Clint Bolick, the foundation's director, said the civil rights leadership is "out of touch with the people it claims to represent," and he called on Congress to fashion civil rights measures directed toward "individual empowerment" such as expanded educational opportunities and more choice in education.

Bush's veto message, in fact, endorses such alternatives and calls on Congress to give parents more choice in education, to strengthen the fight against crime and drugs, and to "empower individual Americans."

His message said that the "incentives" for quotas in the bill "are created by {its} new and very technical rules of litigation, which will make it difficult for employers to defend legitimate employment practices. In many cases," the message stated, "a defense against unfounded allegations will be impossible."

The veto came after Fitzwater said supporters of the bill, who include the most senior blacks in the Bush administration, the Republican-led U.S. Civil Rights Commission, and majorities in both houses of Congress, do not understand the legislation they had asked Bush to sign.

"A lot of them don't understand the legal implications of the bill," Fitzwater said of the bill's advocates, "many of them don't know what's in the bill."

In the veto message, Bush called on Congress to support his alternative legislation, submitted Saturday night. With a few days left in this session of Congress, leaders there and White House officials acknowledged yesterday that the Bush package had no realistic chance of passage and was meant to demonstrate his desire for civil rights legislation.

Despite the dim prospects, Sen. Arlen Specter (R-Pa.) last night began circulating new language to fellow Republicans and to the White House with hopes it could be incorporated into the Bush legislation and produce the elusive compromise.

Since May, White House and Justice Department officials have spent hundreds of hours of talks with bill sponsors and civil rights lawyers trying to work out acceptable language.

In the black commmunity, the phrase "disappointment" emerged from numerous statements. Bush over the past 20 months has enjoyed approval ratings among blacks nearly as high as his approval among non-blacks, a phenomenon not seen for a Republican president since the Eisenhower administration.

Benjamin L. Hooks, executive director of the NAACP, with whom Bush often speaks on civil rights issues, called the veto "a sharp and shocking disappointment" and said he was "at a loss" to understand why the president describes the legislation as a quota bill.

Because the legislation would have extended new protection against discrimination to women, groups representing women reacted sharply yesterday as well.

"President Bush today told millions of hard-working American women struggling to support themselves and their families during frightening economic times that it is okay for their bosses to discriminate against them," Judith Lichtman, president of the Women's Legal Defense Fund, said, echoing statements of several other organizations.

One of the few new provisions in the legislation would have allowed women who were victims of intentional discrimination to recover damages as well as back pay after a jury trial. Under current law, women may be awarded back pay and get their jobs back, but damages are not allowed.

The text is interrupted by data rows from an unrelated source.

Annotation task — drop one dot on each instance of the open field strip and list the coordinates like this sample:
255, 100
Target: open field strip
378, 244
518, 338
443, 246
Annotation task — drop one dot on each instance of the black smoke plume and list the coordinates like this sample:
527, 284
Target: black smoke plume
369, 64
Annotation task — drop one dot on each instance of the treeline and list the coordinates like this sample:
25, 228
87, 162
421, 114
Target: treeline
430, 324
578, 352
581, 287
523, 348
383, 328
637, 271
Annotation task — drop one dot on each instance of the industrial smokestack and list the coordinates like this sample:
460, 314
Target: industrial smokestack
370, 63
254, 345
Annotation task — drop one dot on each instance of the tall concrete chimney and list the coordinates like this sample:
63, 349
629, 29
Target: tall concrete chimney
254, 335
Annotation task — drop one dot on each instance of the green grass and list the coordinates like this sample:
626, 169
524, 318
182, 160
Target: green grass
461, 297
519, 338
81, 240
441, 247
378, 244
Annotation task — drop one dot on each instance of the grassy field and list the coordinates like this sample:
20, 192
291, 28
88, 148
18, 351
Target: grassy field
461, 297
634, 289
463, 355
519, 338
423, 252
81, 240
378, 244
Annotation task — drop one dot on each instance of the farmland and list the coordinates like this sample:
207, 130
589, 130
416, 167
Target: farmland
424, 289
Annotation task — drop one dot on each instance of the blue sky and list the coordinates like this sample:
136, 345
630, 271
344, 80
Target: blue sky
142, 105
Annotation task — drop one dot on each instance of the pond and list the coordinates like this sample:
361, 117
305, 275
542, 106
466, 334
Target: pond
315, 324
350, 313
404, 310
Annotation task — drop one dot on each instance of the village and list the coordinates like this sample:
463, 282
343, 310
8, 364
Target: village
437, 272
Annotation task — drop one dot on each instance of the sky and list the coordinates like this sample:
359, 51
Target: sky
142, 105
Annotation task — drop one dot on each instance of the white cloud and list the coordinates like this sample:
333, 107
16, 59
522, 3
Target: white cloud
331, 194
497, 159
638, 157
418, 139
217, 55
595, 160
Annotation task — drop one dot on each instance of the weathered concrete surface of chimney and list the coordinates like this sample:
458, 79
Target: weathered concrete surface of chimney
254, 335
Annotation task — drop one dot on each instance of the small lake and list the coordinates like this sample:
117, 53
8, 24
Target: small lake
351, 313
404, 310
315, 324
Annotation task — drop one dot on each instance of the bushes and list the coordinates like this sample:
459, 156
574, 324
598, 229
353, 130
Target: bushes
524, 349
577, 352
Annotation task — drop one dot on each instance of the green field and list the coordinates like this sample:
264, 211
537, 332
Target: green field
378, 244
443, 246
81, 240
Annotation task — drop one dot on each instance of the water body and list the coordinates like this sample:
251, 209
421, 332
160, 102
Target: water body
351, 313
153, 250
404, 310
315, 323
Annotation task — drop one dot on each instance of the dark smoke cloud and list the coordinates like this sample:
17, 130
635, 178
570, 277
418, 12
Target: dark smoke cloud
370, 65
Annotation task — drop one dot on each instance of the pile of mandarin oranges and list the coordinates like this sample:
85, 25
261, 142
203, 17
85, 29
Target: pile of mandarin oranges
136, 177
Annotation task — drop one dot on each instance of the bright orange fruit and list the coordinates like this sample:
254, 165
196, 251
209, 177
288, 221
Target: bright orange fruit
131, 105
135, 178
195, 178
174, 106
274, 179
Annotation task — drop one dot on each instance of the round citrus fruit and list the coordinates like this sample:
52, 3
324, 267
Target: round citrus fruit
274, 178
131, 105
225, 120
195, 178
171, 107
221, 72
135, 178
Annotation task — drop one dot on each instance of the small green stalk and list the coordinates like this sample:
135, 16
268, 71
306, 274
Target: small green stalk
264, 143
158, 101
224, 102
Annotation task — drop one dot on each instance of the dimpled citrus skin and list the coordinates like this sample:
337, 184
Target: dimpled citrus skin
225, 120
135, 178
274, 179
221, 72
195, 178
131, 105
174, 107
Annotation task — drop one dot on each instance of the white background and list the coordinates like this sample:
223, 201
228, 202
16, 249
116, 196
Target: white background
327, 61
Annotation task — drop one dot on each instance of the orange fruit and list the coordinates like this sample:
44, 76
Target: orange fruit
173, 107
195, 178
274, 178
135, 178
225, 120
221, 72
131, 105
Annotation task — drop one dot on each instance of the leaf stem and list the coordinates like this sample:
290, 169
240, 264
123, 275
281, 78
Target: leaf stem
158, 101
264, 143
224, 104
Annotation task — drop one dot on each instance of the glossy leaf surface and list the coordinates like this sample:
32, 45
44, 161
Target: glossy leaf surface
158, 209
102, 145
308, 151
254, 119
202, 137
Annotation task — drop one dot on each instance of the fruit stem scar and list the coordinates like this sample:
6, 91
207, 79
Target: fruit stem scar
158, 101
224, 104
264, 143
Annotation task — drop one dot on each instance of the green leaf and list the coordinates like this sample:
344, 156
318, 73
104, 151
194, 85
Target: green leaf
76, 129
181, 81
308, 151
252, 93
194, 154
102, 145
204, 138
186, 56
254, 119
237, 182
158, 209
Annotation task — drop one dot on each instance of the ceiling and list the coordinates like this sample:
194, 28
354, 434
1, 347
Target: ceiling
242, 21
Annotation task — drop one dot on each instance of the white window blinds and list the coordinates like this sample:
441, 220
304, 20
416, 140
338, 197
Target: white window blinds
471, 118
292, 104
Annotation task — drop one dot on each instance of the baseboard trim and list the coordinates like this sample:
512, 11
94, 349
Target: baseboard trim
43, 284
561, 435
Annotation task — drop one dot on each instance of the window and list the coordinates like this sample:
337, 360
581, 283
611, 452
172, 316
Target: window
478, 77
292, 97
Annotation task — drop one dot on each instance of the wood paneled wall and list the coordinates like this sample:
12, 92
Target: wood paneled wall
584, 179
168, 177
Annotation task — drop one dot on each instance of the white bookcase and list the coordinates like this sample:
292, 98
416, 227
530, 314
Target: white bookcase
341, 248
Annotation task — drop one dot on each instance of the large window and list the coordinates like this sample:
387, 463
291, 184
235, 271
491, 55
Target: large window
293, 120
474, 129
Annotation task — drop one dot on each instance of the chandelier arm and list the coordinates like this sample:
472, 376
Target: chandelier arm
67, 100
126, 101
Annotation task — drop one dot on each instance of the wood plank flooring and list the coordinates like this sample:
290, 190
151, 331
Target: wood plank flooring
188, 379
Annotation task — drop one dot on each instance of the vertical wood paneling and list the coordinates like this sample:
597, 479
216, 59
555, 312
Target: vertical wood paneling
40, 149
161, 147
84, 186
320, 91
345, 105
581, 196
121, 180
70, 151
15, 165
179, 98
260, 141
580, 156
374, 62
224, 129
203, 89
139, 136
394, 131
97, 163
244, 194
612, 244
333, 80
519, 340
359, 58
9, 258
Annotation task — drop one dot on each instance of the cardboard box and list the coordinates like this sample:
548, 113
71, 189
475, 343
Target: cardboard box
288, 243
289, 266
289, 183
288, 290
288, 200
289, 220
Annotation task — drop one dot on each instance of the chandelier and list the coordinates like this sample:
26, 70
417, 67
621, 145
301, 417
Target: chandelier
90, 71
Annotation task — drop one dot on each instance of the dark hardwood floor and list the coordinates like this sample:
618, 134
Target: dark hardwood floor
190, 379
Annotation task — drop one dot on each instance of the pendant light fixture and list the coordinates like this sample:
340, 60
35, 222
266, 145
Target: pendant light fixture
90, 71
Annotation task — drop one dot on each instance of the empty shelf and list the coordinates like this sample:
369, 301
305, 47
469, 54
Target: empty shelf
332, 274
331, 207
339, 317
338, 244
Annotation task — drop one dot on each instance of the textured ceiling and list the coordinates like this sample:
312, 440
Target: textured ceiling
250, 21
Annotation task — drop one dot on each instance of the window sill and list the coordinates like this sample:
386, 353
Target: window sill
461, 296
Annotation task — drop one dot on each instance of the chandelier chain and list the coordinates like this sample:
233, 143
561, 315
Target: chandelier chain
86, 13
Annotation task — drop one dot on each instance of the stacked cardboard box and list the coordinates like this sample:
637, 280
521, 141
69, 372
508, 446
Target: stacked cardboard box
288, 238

Many black Republicans, including some in the Bush administration, backed the legislation the president vetoed. In August, Bush's top black appointees, Secretary of Health and Human Services Louis W. Sullivan and Constance Newman, head of the Office of Personnel Management, traveled to Kennebunkport, Maine, when Bush was vacationing to ask that he not veto the legislation.

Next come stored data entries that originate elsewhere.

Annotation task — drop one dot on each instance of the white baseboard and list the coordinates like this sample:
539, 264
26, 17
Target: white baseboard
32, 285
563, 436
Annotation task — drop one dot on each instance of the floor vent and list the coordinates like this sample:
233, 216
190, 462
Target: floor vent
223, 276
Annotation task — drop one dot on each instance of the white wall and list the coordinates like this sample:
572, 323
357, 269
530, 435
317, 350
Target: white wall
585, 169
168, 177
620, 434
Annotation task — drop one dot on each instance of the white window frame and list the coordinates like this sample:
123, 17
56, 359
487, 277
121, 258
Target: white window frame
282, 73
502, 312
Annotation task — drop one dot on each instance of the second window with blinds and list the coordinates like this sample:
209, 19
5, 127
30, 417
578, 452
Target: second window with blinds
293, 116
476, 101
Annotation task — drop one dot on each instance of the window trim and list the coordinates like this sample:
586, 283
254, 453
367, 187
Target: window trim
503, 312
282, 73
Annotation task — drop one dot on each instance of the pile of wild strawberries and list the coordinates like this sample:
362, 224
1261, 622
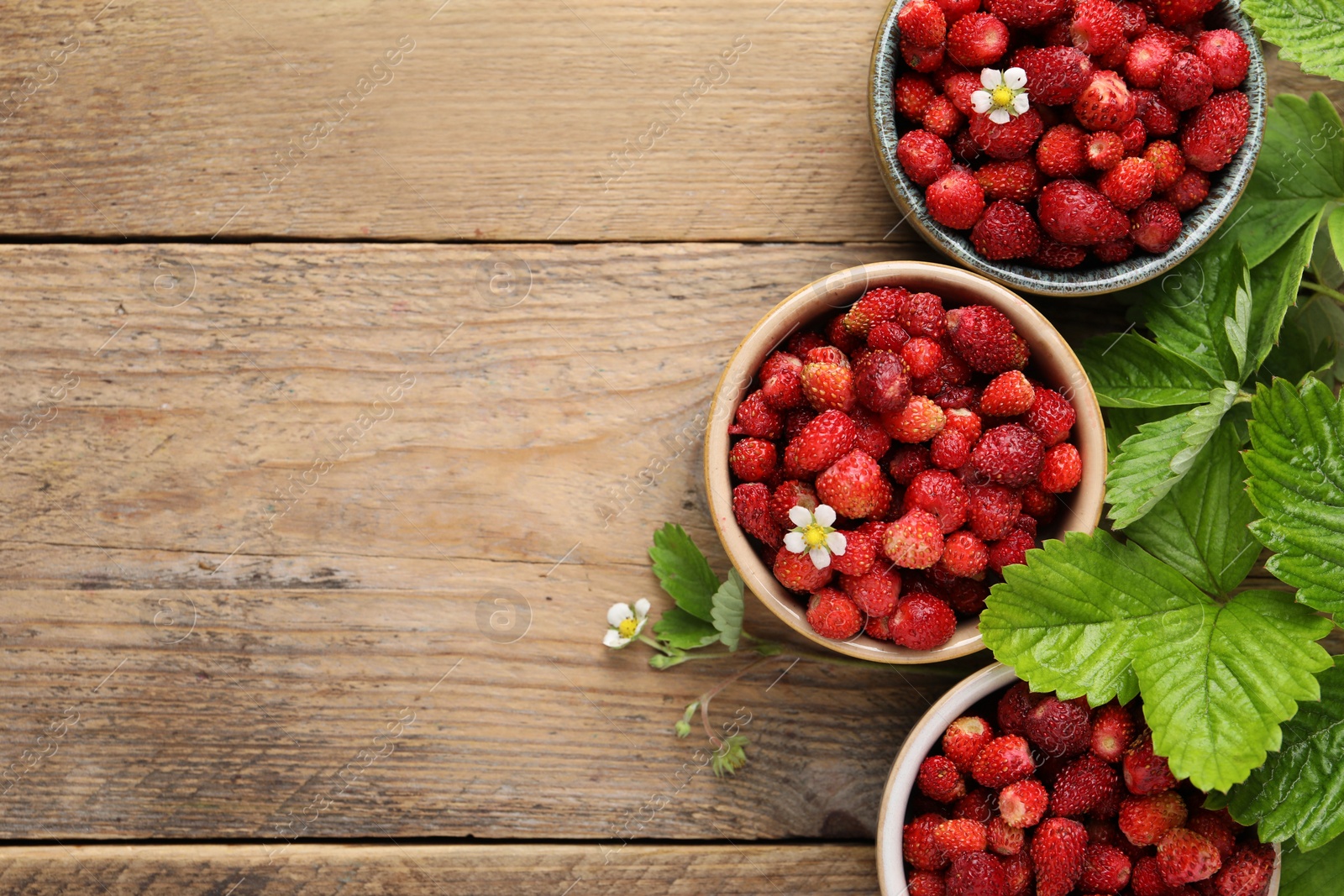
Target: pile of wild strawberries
1073, 799
902, 436
1057, 128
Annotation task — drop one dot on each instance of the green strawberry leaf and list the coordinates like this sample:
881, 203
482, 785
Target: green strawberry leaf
1297, 484
1299, 793
680, 629
1300, 170
1200, 527
1308, 33
683, 571
1218, 680
1131, 371
727, 610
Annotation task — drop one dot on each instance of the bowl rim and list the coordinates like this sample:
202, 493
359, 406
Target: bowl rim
837, 291
924, 735
1196, 228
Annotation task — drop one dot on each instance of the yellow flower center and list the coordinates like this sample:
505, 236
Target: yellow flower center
815, 537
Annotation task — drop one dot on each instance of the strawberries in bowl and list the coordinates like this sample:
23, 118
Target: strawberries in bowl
885, 441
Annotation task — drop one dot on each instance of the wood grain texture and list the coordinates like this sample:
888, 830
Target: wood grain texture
497, 123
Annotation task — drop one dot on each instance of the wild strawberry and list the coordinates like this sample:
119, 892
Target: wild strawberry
1186, 857
921, 22
753, 459
1105, 103
1226, 55
978, 39
1005, 231
985, 338
1097, 26
1113, 728
855, 486
832, 614
1155, 226
1247, 872
956, 199
1057, 853
1023, 804
1216, 130
918, 421
976, 875
752, 510
1010, 550
1082, 785
1146, 820
1187, 82
920, 848
1010, 140
922, 621
1105, 871
960, 835
1079, 214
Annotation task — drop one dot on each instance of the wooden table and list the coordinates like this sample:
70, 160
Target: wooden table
331, 325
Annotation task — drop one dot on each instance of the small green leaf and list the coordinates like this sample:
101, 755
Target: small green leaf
727, 610
1300, 792
1131, 371
683, 571
1200, 527
1297, 484
680, 629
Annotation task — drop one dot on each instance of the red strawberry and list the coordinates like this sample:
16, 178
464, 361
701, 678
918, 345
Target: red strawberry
832, 614
1003, 761
1146, 820
1184, 857
855, 486
1155, 226
1010, 140
924, 156
978, 39
964, 739
1057, 853
1105, 103
1023, 802
985, 338
1079, 214
1216, 130
1005, 231
918, 846
940, 781
922, 621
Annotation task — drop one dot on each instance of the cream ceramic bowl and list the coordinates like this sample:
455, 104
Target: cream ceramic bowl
1052, 360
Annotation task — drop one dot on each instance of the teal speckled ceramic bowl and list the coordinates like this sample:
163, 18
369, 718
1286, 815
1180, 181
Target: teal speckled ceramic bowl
1090, 278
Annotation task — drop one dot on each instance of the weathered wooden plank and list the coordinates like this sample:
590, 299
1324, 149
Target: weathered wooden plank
524, 121
413, 869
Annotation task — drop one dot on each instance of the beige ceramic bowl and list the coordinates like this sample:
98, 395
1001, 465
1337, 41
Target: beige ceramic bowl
922, 739
1052, 360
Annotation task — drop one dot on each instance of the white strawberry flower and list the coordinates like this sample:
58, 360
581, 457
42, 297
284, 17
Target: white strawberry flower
627, 624
815, 535
1005, 94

Their appeals, along with that of Arthur A. Fletcher, head of the Civil Rights Commission, and of William T. Coleman Jr., the former transportation secretary Bush enlisted to broker an agreement, were reiterated in recent weeks, administration officials said.

Thomas Homburger of the Anti-Defamation League, noting the strong opposition Jews historically have had to numerical preferences and quotas of any type, said, "this act is simply not a quota bill."